Before you go to law school, everyone says that a law degree opens doors, and you can do anything with a law degree. Then you go to law school and no one says that anymore.


Of all the recent graduates who could be writing a column for a career issue, I’m a terrible choice. I’m not working for a firm, I’m not clerking for a judge, and I’m also not working for a firm. If there are other things related to the law that people do after they graduate, no one told me about them. I did take the bar exam.


As a 1L, I would have loved to read a column from a recent graduate that said that even if you know right now that you probably don’t want to be a lawyer, you can still enjoy law school. This is that column.

If you want to work for a law firm, you’re probably not my target audience. This column will sound stupid to you anyway. You’re thinking, “Why in the world would anyone decide to spend three years of their lives and a hundred and fifty thousand dollars on an education to become something they don’t even know if they want to be?” It’s a fair question. I know that question well. Here’s the answer:

We’re scared out of our minds.

Law school is an easy choice. You’re good at school. You like school. But you have no idea what you really want to spend your life doing. Or, even worse, you know exactly what you want to spend your life doing, but you have no idea how you end up in that position. You have no idea how you become a sports agent or a movie producer or an inventor or a novelist. Or you think you might have an idea of how people do those things, but you know you’re just one of a hundred thousand people chasing that same dream and only three will make it and how do you make sure it’s you, and so maybe you should give it up, realize not everyone gets to be what they dream of, and find a safe career to fall back on. Or at least give yourself the option of falling back, because maybe if you have that law degree in your back pocket, it’ll give you the courage you need to take that risk and go follow your real passion.

Everyone who says “I don’t know why I decided to go to law school” knows exactly why they decided to go to law school. “I didn’t want to end up regretting that I didn’t.”

Okay, you’re there. Now what?

First of all, recognize that most people around you want to be lawyers, and good for them. Lots of cool things lawyers can do. Very exciting. Make friends with them. It’s not their fault they want to be lawyers. They can be nice people anyway.

Second of all, recognize that everything in law school is designed for these people. It’s like being left-handed in a right-handed world. No, that’s too easy. It’s like writing with your ear in a right-handed world. And everyone’s going to try and make you switch, because it’s so much easier to be right-handed. It’s really easy to sign up for on-campus interviews with law firms, go work for one, not hate it, make a lot of money, and decide that’s the smart thing to do.

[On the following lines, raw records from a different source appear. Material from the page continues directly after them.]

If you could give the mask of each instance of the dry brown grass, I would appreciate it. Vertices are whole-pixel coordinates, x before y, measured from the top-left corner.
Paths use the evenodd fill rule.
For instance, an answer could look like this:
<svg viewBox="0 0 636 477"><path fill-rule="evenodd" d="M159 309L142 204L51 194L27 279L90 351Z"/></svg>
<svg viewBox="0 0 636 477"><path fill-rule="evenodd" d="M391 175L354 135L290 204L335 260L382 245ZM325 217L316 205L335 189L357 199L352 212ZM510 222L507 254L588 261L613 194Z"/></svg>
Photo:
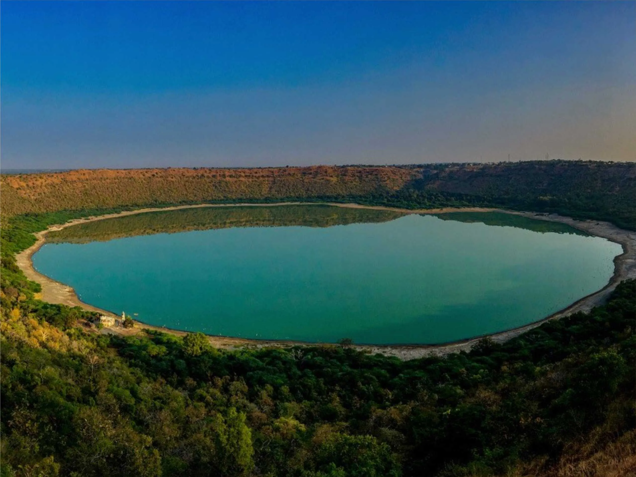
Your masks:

Maybe it is. But maybe it’s not. Maybe the smart thing to do is the plan you came in with. Get that backup plan and then go try and make the real dream come true. Maybe you’ll succeed, maybe you’ll fail, but at least you’ll know.

You deserve to be here whether or not you’ve planned out the rest of your life.

Oh, and I almost forgot. Take this for whatever it’s worth, but I offer it in good faith.

How to enjoy law school, according to me:

1. Take classes from the best professors you can find, no matter what they’re teaching. (And get to know them. My one regret is that I didn’t try harder to do that.)

2. Join every extracurricular activity that sounds interesting to you, and even some that don’t. Lots of smart people do lots of cool things that don’t involve casebooks.

3. Don’t worry about it. You’re smart, you’ll do fine, you’ll graduate. Don’t stress.

And good luck. Especially if you don’t know why you’re there.